Aynı beyazlık, başka coğrafyalarda başka yüzlere yansır. Bu kez kurdele değil, objektif vardır ortada. Şehirden, hatta batıddan gelen fotoğrafçılar ya da belgeselciler, tozlu ayakların ve çatlamış dudakların peşine düşer. Yırtık elbiseli çocuklar, dramatik montajların hammaddesi hâline gelir. “Doğu’nun yoksul çocukları”, “umutla bakan yüzler”, “hayatın unuttuğu köyler” gibi başlıklarla dolaşıma girer görüntüler. Onlar için taşra, acının estetikle vitrine çıkarıldığı bir sahnedir; halk ise o sahnenin suskun figüranları. 

Bozo ile tanışalım

Bozo bu oyunun içinden biridir; evine, toprağına bağlı, severek çalışan bir köylüdür. Her sabah tarlasında çalışır ve bundan keyif alır. Pek konuşmaz, ama sabahları tarlada çalışırken içinden bir şeyler geçirir. Belki de toprakla, başkalarının duyamayacağı bir dille konuşuyordur. Sessizliği yorgunluktan ya da sabahın sakinliğinden değil; yıllar içinde edindiği, benimsediği bir tavırdan gelir. Bozo, sesin değil sessizliğin yankısını öğrenmiştir. Ama içinde bir ses de durmadan fısıldar: Artık konuşma zamanı gelmiş olabilir.

Bozo, bir sabah tarlasında çalışırken beyaz bir arabanın tarlanın biraz uzağında durduğunu fark eder. Arabadan şık giyimli, güneş gözlüğü takan, ellerinde kameralarla inen adam Bozo’ya tanıdık gelir. Belli aralıklarla buraya gelip ‘tarlada çalışan çocukların videolarını çekip sonra da ortadan kaybolanlardan’ biriydi bu. “Evet evet, bu onlardan biri” diye sayıkladı içinden ve içindeki ses durmadan ona bir şeyler fısıldadı: Çocukların üstü başı yırtıksa iyi olurdu.
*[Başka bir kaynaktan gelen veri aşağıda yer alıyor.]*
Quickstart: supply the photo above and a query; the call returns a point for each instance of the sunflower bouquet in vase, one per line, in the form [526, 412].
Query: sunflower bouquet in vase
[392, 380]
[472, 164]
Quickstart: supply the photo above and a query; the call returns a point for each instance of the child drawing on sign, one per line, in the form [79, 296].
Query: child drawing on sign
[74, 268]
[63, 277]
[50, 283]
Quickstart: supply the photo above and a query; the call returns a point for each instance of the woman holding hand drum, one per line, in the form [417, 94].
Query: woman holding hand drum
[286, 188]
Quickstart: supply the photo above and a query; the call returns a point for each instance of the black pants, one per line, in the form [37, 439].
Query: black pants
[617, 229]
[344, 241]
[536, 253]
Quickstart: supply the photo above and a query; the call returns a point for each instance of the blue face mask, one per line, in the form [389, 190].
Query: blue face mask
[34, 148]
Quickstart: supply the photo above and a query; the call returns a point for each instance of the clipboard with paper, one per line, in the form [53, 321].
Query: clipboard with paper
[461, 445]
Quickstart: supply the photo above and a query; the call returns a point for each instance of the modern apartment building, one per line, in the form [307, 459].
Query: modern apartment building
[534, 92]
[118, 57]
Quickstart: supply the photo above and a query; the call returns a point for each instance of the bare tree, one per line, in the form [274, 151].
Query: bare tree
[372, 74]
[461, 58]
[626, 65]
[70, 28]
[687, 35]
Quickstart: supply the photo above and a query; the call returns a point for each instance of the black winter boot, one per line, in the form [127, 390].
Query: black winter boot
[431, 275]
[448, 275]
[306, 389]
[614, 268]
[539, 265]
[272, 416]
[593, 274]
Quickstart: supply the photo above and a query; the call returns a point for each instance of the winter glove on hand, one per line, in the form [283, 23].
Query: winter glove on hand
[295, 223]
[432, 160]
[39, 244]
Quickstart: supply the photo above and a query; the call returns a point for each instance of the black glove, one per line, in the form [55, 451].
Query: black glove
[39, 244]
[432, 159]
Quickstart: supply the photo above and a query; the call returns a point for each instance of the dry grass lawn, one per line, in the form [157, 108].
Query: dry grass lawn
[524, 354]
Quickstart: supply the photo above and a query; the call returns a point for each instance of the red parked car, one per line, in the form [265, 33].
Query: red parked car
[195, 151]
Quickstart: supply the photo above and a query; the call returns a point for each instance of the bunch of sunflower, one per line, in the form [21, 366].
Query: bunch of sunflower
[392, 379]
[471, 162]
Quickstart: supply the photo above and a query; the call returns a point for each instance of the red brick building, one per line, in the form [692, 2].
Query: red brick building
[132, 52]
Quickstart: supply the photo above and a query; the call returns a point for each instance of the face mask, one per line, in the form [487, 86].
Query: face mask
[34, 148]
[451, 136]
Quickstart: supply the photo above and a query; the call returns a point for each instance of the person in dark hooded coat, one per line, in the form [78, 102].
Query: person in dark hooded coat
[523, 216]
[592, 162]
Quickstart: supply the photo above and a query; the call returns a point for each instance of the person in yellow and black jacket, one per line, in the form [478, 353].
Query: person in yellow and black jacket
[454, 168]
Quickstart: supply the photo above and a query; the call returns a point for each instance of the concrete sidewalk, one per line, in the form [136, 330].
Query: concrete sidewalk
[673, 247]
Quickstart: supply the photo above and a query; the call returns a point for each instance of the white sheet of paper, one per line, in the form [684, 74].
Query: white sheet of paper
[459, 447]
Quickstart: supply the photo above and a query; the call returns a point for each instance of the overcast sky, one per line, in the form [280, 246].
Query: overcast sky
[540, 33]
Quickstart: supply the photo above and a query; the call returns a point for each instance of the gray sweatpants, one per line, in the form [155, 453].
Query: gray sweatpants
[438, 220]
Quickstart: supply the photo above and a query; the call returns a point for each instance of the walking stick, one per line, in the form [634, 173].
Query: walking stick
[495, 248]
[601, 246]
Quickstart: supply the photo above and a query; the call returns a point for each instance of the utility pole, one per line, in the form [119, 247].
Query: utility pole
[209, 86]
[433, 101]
Tozlu ayaklar, çatlamış dudaklar, boş bakan gözler… Objektiflerini bu çocuklara doğrulturlar, sonra dramatik bir sesle montajlarlardı görüntüleri. Onlar için bölge, kaderle dövüşen bir tiyatro sahnesiydi; halkı ise bu oyunun figüranları. 

Bozo birkaç kez görmüştü bu sahneleri. Hatta kuzeni Dildar’ın görüntüsü bir belgesele bile girmişti. Kadrajın bir köşesinde oturuyordu Dildar, ayağında terlik yok, gözlerinde utanç. Sonra herkes Dildar’ı tanımaya başlamıştı. Ama kimse onunla konuşmamış, onun ne düşündüğünü sormamıştı. Kamera, onun üzerinden konuşmuştu. Onun adına utanmış, onun adına acımış, onun adına umut etmişti. Dildar’ın kendi sesi yoktu. Dildar’ın ne düşündüğünün de bir önemi yoktu. Kamera, onun yerine konuşmuş; onu “temsil” etmişti. Aslında her şey bu temsilde gizli: Temsil edilmek, kontrol edilmek anlamına gelir. Ama bu kontrol her zaman açık bir şiddetle gelmez; bazen sessiz, görünmeyen ama her yere sinmiş bir güçle işler. Haneke’nin taşrasında olduğu gibi, baskı çoğu zaman adı konmadan, gündelik hayatın içine sızarak kendini hissettirir. 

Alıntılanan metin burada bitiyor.